The availability of a broad database is one of the key factors for conducting qualitative emotion research. Unfortunately, in a laboratory and game simulations such a base cannot be accumulated. To solve this known issue, Neurodata Lab developed and launched their own Emotion Miner platform for collecting, marking, analyzing and processing emotional data. More than 20,000 annotators were marking data from more than 30 countries. To date, the Emotion Miner Data Corpus is one of the world’s largest marked multimodal emotional video datasets.
Since the establishment of Neurodata Lab, the laboratory collaborates with academic institutes, universities, laboratories and competence centers in the USA, Europe and Russia, and actively participates in major international conferences, including Interspeech and ECEM, publish academic articles. The company took part in the summit on emotional artificial intelligence promoted jointly by MIT and Affectiva, and in March 2018, organized and conducted, together with the National Research University of Information Technologies, Mechanics and Optics, the first conference on Emotion AI in Russia: “Emotion AI New Challenges for Science and Education, New Opportunities for Business.»

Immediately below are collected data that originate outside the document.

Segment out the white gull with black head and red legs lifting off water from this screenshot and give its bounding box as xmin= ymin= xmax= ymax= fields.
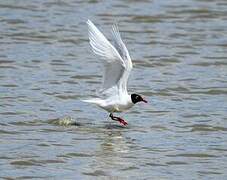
xmin=83 ymin=20 xmax=147 ymax=125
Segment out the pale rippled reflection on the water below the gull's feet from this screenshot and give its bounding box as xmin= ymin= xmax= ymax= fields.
xmin=88 ymin=124 xmax=136 ymax=173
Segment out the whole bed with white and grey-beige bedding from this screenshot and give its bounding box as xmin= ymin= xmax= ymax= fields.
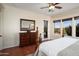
xmin=34 ymin=36 xmax=79 ymax=56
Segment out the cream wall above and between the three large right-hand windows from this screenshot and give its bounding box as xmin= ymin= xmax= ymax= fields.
xmin=50 ymin=7 xmax=79 ymax=38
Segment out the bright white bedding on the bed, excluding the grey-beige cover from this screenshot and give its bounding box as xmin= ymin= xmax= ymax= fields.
xmin=35 ymin=36 xmax=79 ymax=56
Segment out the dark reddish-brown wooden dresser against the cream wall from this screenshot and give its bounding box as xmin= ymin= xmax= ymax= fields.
xmin=19 ymin=28 xmax=38 ymax=47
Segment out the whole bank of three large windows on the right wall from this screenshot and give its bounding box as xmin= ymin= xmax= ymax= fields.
xmin=54 ymin=16 xmax=79 ymax=37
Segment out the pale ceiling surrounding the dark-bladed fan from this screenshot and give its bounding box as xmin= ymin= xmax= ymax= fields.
xmin=7 ymin=3 xmax=79 ymax=16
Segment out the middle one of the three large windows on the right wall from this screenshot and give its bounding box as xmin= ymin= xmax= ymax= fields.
xmin=62 ymin=18 xmax=72 ymax=36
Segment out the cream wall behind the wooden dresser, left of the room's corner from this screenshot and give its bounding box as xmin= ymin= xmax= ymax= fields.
xmin=3 ymin=5 xmax=50 ymax=48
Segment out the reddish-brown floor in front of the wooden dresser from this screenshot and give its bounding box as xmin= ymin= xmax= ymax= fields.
xmin=0 ymin=45 xmax=35 ymax=56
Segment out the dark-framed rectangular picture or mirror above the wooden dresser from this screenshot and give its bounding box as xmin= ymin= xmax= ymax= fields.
xmin=20 ymin=19 xmax=35 ymax=31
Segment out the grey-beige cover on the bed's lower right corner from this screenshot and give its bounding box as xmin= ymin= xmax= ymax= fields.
xmin=58 ymin=41 xmax=79 ymax=56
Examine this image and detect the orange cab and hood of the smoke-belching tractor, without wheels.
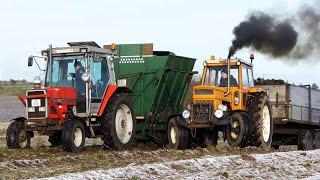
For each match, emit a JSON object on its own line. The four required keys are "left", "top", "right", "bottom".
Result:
{"left": 193, "top": 56, "right": 257, "bottom": 110}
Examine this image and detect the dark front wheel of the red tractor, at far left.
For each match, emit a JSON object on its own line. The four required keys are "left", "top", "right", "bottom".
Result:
{"left": 6, "top": 120, "right": 30, "bottom": 149}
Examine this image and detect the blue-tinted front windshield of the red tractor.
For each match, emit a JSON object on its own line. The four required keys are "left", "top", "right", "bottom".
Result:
{"left": 46, "top": 56, "right": 85, "bottom": 87}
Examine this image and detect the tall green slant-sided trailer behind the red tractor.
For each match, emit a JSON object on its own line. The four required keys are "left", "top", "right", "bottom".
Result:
{"left": 104, "top": 44, "right": 196, "bottom": 145}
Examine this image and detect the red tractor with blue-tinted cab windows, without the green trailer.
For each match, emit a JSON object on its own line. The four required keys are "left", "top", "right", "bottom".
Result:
{"left": 6, "top": 42, "right": 136, "bottom": 152}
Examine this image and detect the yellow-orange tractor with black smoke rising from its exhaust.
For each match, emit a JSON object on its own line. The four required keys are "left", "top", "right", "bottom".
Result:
{"left": 168, "top": 54, "right": 273, "bottom": 149}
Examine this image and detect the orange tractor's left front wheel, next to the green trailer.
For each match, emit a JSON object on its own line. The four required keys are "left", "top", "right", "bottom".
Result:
{"left": 167, "top": 118, "right": 191, "bottom": 150}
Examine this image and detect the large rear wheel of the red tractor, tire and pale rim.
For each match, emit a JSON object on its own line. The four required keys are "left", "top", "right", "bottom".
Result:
{"left": 101, "top": 96, "right": 136, "bottom": 149}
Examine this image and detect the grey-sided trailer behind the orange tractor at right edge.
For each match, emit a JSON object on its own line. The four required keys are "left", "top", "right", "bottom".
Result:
{"left": 259, "top": 81, "right": 320, "bottom": 150}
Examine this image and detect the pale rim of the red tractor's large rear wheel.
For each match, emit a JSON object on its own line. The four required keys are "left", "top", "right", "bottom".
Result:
{"left": 115, "top": 104, "right": 133, "bottom": 144}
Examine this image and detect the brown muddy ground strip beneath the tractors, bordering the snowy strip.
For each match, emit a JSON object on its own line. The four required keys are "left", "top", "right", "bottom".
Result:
{"left": 0, "top": 124, "right": 286, "bottom": 179}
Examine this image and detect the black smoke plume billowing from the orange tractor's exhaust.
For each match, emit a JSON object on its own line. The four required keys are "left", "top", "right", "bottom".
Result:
{"left": 228, "top": 1, "right": 320, "bottom": 59}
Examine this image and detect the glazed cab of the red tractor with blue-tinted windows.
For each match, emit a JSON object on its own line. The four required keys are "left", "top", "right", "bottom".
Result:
{"left": 42, "top": 42, "right": 115, "bottom": 116}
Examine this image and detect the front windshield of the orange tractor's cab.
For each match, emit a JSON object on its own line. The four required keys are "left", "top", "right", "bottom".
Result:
{"left": 203, "top": 66, "right": 238, "bottom": 87}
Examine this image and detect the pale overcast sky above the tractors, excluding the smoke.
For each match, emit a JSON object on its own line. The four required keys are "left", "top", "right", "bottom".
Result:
{"left": 0, "top": 0, "right": 320, "bottom": 84}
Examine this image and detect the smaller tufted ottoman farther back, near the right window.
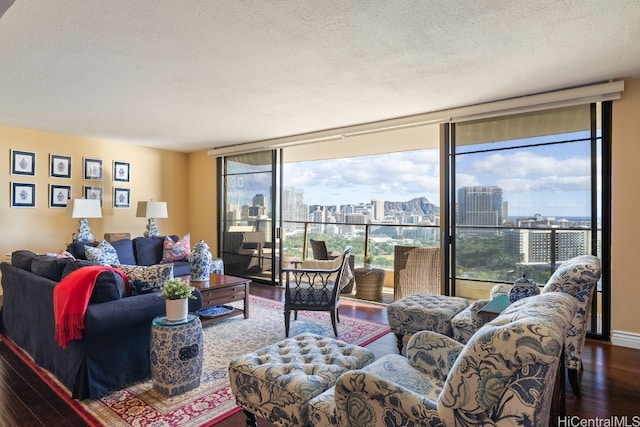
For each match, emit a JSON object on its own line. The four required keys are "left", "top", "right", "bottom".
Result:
{"left": 387, "top": 294, "right": 469, "bottom": 352}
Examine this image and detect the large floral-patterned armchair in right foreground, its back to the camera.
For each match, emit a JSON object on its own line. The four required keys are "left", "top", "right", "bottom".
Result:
{"left": 309, "top": 292, "right": 578, "bottom": 427}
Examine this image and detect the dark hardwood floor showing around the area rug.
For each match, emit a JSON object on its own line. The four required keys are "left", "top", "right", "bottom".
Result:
{"left": 0, "top": 284, "right": 640, "bottom": 427}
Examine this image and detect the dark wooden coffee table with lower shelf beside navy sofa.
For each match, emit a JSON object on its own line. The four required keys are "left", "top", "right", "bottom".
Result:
{"left": 191, "top": 274, "right": 251, "bottom": 325}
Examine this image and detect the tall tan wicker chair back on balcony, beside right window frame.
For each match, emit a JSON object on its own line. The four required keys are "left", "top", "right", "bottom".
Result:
{"left": 393, "top": 246, "right": 442, "bottom": 301}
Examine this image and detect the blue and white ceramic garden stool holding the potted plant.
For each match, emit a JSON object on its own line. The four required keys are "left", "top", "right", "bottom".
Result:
{"left": 151, "top": 314, "right": 203, "bottom": 396}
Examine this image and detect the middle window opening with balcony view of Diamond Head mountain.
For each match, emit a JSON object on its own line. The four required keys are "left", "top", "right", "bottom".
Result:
{"left": 282, "top": 125, "right": 440, "bottom": 274}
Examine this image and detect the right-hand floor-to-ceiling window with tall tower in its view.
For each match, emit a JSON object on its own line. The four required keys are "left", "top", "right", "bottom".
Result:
{"left": 450, "top": 104, "right": 609, "bottom": 342}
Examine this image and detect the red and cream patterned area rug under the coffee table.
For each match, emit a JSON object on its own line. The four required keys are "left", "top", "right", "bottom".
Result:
{"left": 6, "top": 295, "right": 389, "bottom": 427}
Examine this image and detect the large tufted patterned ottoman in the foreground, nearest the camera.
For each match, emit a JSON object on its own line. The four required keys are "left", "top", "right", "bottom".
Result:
{"left": 229, "top": 333, "right": 375, "bottom": 426}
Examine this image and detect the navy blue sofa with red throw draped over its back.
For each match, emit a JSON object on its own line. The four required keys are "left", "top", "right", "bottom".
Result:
{"left": 0, "top": 251, "right": 202, "bottom": 399}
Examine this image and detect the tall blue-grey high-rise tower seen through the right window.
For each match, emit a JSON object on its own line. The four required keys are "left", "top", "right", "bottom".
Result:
{"left": 457, "top": 185, "right": 506, "bottom": 226}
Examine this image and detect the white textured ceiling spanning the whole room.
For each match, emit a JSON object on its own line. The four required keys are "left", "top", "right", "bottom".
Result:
{"left": 0, "top": 0, "right": 640, "bottom": 152}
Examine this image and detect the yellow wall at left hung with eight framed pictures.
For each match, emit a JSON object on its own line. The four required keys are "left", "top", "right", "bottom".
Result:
{"left": 0, "top": 126, "right": 190, "bottom": 260}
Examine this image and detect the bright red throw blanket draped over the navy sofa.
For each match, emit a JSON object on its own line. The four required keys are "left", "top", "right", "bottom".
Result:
{"left": 53, "top": 265, "right": 129, "bottom": 348}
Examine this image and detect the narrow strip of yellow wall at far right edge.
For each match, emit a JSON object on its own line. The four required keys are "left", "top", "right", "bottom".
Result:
{"left": 611, "top": 79, "right": 640, "bottom": 342}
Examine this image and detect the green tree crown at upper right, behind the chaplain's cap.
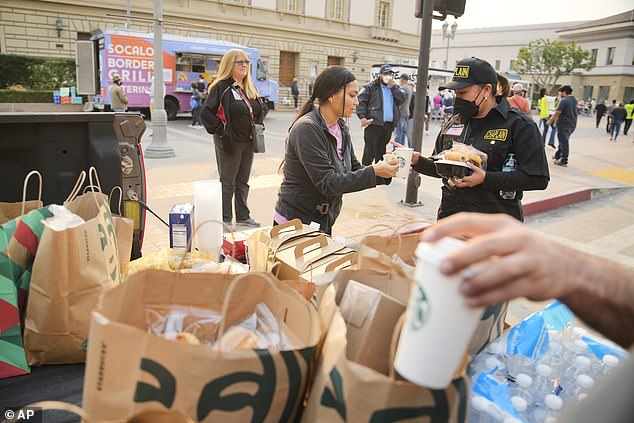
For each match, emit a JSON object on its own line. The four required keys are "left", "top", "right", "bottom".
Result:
{"left": 513, "top": 38, "right": 594, "bottom": 91}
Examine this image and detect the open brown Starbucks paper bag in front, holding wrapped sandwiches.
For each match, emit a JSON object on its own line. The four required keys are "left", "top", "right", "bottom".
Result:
{"left": 83, "top": 269, "right": 320, "bottom": 422}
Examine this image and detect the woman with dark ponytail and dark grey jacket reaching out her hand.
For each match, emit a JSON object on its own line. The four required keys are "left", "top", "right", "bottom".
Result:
{"left": 273, "top": 66, "right": 399, "bottom": 234}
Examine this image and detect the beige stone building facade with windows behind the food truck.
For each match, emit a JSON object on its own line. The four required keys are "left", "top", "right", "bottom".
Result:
{"left": 0, "top": 0, "right": 420, "bottom": 90}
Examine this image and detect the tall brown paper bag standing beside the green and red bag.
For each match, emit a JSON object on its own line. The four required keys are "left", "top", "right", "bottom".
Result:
{"left": 24, "top": 192, "right": 123, "bottom": 365}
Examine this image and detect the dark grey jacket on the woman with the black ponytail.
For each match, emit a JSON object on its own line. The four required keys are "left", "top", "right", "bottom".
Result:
{"left": 275, "top": 109, "right": 391, "bottom": 233}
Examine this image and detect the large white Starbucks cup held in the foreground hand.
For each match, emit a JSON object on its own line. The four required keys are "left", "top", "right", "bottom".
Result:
{"left": 394, "top": 238, "right": 483, "bottom": 389}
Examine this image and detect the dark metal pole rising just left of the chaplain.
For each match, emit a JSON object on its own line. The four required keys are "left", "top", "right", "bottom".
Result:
{"left": 403, "top": 1, "right": 434, "bottom": 207}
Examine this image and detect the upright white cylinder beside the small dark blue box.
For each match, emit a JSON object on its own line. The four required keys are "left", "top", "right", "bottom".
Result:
{"left": 194, "top": 180, "right": 223, "bottom": 254}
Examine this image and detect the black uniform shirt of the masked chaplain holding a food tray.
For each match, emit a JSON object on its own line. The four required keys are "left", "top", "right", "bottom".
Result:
{"left": 414, "top": 98, "right": 550, "bottom": 220}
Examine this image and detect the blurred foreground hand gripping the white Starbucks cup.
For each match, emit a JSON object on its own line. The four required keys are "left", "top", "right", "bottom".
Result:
{"left": 422, "top": 213, "right": 575, "bottom": 307}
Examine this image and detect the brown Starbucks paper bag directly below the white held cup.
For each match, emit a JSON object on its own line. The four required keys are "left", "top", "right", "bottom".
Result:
{"left": 302, "top": 298, "right": 469, "bottom": 423}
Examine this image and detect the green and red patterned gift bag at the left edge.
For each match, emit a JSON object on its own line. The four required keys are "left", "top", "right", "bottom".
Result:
{"left": 0, "top": 207, "right": 53, "bottom": 379}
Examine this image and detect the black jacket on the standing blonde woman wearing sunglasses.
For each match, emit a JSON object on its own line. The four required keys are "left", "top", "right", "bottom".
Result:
{"left": 200, "top": 78, "right": 266, "bottom": 154}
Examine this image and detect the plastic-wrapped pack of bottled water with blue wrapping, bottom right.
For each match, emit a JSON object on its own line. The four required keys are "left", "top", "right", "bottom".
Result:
{"left": 469, "top": 301, "right": 628, "bottom": 423}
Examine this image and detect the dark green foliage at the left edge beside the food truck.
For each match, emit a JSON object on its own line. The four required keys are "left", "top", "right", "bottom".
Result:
{"left": 0, "top": 54, "right": 75, "bottom": 90}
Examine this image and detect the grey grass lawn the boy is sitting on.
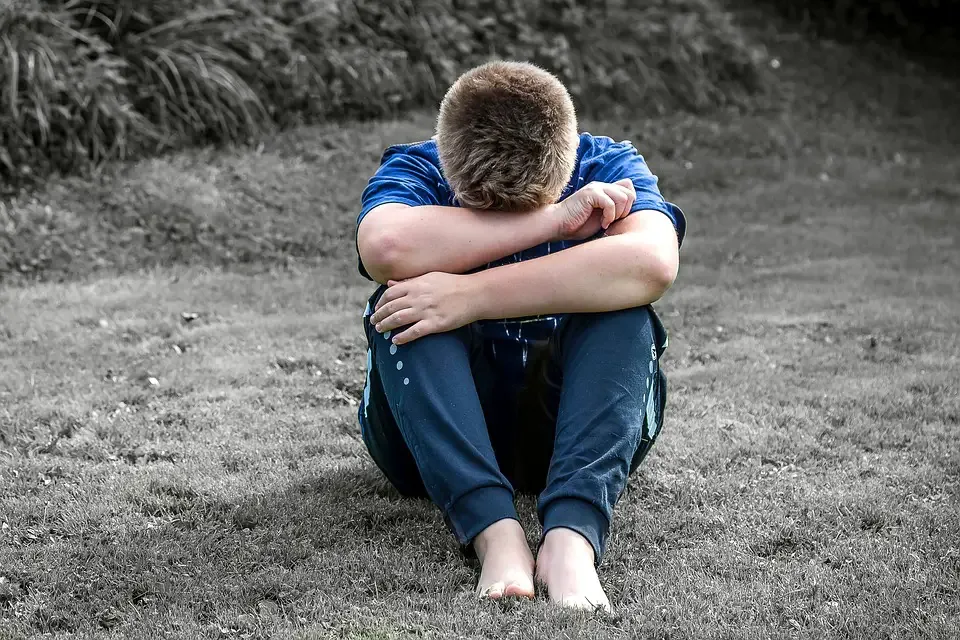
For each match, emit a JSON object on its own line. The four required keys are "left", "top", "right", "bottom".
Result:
{"left": 0, "top": 17, "right": 960, "bottom": 639}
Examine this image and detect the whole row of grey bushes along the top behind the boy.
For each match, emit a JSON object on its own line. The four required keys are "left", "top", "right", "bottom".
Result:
{"left": 0, "top": 0, "right": 762, "bottom": 183}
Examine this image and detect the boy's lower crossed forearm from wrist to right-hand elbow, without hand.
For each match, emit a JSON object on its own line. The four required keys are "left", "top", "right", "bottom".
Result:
{"left": 468, "top": 213, "right": 679, "bottom": 319}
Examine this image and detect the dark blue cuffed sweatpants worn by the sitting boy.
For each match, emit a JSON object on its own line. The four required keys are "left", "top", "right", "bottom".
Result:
{"left": 360, "top": 287, "right": 666, "bottom": 563}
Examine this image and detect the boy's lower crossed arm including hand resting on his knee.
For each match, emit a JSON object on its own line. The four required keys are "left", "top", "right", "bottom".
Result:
{"left": 372, "top": 210, "right": 679, "bottom": 344}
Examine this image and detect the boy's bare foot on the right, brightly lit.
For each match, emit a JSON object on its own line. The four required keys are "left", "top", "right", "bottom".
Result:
{"left": 537, "top": 528, "right": 612, "bottom": 613}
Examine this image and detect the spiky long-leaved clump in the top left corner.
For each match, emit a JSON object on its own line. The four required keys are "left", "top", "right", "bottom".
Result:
{"left": 0, "top": 0, "right": 155, "bottom": 178}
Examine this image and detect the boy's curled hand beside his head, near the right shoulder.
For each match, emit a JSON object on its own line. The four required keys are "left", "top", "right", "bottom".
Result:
{"left": 551, "top": 178, "right": 637, "bottom": 240}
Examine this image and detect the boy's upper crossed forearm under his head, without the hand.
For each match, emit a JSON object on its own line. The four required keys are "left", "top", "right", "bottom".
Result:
{"left": 357, "top": 205, "right": 557, "bottom": 282}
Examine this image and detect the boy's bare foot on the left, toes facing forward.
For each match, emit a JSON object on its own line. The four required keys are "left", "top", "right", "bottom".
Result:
{"left": 473, "top": 518, "right": 533, "bottom": 600}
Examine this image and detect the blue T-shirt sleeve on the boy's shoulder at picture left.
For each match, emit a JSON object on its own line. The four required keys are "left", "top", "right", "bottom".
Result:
{"left": 357, "top": 143, "right": 447, "bottom": 280}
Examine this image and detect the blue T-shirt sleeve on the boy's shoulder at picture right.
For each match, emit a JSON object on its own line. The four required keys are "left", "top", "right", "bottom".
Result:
{"left": 583, "top": 138, "right": 687, "bottom": 244}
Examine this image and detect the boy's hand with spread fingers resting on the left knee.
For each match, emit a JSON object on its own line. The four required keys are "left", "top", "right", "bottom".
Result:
{"left": 370, "top": 271, "right": 479, "bottom": 344}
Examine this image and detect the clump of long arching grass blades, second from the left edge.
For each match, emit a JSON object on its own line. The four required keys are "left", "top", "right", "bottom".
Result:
{"left": 64, "top": 0, "right": 276, "bottom": 144}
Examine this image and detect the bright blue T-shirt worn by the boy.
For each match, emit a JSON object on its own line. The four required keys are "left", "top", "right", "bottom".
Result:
{"left": 357, "top": 133, "right": 687, "bottom": 364}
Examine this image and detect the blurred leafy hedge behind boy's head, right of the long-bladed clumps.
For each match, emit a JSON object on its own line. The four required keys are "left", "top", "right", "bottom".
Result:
{"left": 284, "top": 0, "right": 761, "bottom": 115}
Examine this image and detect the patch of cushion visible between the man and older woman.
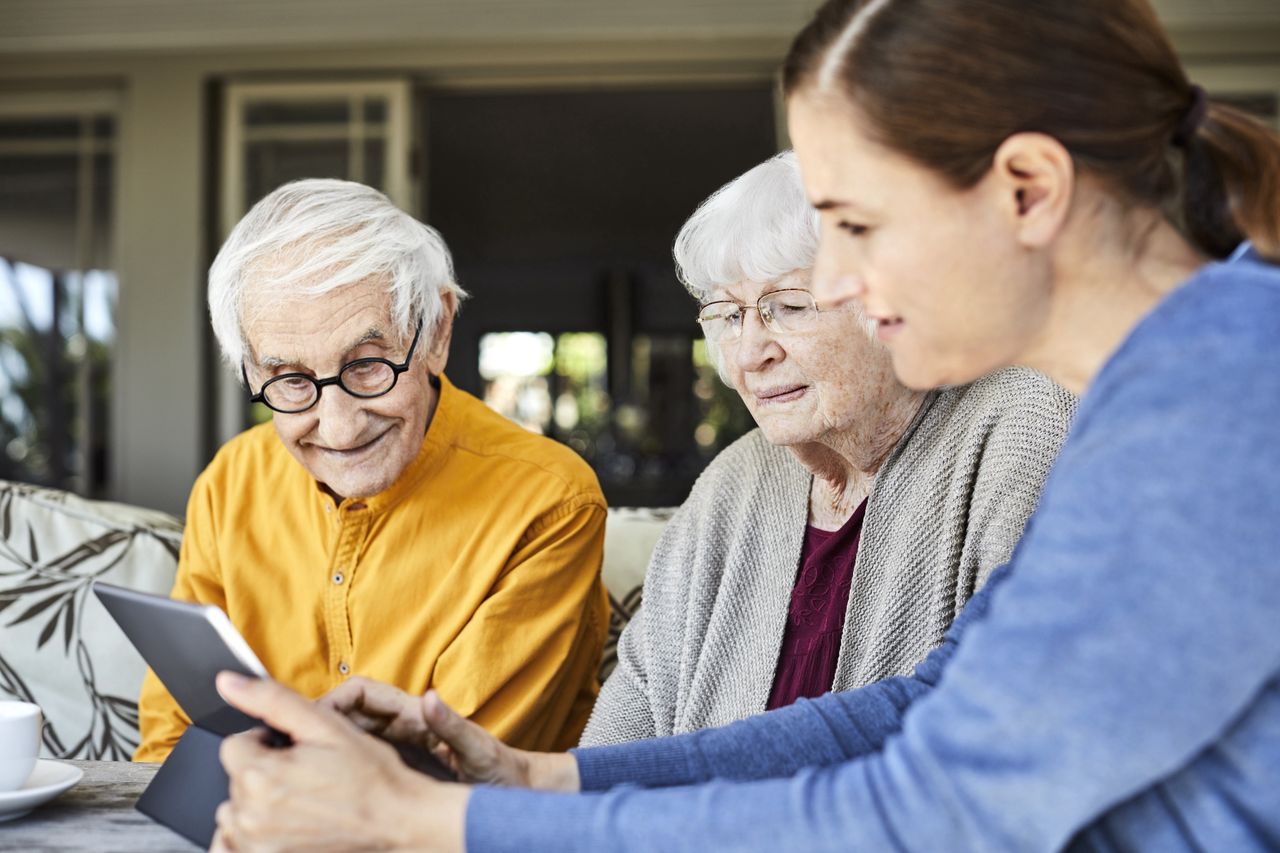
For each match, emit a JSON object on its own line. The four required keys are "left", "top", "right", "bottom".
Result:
{"left": 600, "top": 507, "right": 676, "bottom": 684}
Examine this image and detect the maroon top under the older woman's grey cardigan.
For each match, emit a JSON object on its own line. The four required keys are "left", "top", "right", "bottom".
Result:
{"left": 768, "top": 501, "right": 867, "bottom": 711}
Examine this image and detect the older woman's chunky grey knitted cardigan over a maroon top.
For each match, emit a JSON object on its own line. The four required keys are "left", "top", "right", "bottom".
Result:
{"left": 582, "top": 368, "right": 1075, "bottom": 745}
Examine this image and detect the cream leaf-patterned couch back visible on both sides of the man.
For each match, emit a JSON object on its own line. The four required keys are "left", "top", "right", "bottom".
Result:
{"left": 0, "top": 480, "right": 671, "bottom": 760}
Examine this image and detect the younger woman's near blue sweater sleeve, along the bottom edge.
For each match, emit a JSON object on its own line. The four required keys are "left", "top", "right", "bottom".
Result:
{"left": 467, "top": 272, "right": 1280, "bottom": 850}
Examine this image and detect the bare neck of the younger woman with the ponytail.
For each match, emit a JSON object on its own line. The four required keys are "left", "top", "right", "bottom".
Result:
{"left": 1020, "top": 202, "right": 1206, "bottom": 394}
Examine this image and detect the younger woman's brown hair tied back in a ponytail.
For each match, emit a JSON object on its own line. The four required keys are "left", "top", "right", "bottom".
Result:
{"left": 782, "top": 0, "right": 1280, "bottom": 261}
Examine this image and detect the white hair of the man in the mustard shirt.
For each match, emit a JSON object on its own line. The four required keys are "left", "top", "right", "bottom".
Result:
{"left": 209, "top": 178, "right": 466, "bottom": 373}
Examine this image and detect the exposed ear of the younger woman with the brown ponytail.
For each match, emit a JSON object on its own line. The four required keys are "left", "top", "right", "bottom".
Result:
{"left": 991, "top": 133, "right": 1075, "bottom": 248}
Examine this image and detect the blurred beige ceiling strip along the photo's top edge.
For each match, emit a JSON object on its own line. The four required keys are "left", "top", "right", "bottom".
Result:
{"left": 0, "top": 0, "right": 1280, "bottom": 56}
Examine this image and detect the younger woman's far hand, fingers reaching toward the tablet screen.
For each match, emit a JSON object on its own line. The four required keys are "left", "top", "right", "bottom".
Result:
{"left": 317, "top": 676, "right": 579, "bottom": 792}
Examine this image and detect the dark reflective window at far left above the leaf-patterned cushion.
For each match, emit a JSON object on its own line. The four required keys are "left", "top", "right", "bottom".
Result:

«When emotion recognition technologies have reached their maturity, they will have a significant impact on the entire ecosystem, on the entire technosphere, allow people to communicate better, deeper and more fully with each other with the help of gadgets in the world of smarter machines with a human-computer interface. The technology has the potential for developing mutual understanding and empathy, will help people with disabilities (for example, with autism) and will find the keys to alleviating socially-critical diseases. However, not only technology is important, but also how people use it. We fully share the ethical imperative and proceed from the premise that the system of checks and balances, including legislative ones, will not turn Emotion AI into the technology for total control. Its mission is to help people, not limit their freedom, their rights, their personal space. Of course, certain aberrations are inevitable, but they are removable.»
— George Pliev
*Netology is a university providing courses in the areas of Internet marketing, project management, design, interface design and web development.